Most of the proposed schemes involve saving and restoring varying amounts of predictor information on a context switch. This entails an overhead which needs to be considered in selecting a practical scheme. It was shown that for the bias32 scheme, saving less than 32 bits can improve the prediction rate from 2 -6%. The majority bias scheme performs slightly worse than the bias32 scheme on the average, but saves just 10 bits to achieve improvement. Both these schemes perform significantly better then the previously-proposed lowoverhead schemes -flush to zero and weakly taken. Overall, we do not consider the snapshot schemes practical to implement or their additional performance improvement worthwhile. This paper concentrates on prediction accuracy and does not evaluate the impact on overall CPU performance. Thus we do not describe the design of the new schemes or their latency in much detail. We believe that it can be done efficiently for the low overhead schemes where the information to be stored is continuously generated from the predictor data by dedicated logic.
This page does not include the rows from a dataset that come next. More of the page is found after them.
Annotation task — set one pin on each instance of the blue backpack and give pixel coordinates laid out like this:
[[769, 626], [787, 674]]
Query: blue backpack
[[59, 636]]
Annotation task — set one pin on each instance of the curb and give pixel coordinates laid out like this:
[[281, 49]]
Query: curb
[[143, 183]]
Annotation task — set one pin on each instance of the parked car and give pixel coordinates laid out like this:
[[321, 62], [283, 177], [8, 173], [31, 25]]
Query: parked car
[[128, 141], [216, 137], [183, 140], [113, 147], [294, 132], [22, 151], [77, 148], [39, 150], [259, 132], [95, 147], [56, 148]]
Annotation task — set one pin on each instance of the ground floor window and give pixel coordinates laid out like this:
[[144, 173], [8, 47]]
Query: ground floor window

Therefore only saving/restoring the compressed information takes time. This may be doable purely in hardware without executing additional instructions.
These proposed mechanisms are not limited to the skew scheme and can be used effectively with other dynamic prediction schemes. Similar performance improvements can be expected for the hybrid, bimode, and gshare predictors. In fact, any dynamic predictor using a bimodal table structure can benefit from our schemes. Schemes that involve large pattern history tables such as the alloy predictor are harder to deal with when it comes to reducing the information saved and restored on a context switch. This remains subject of future research.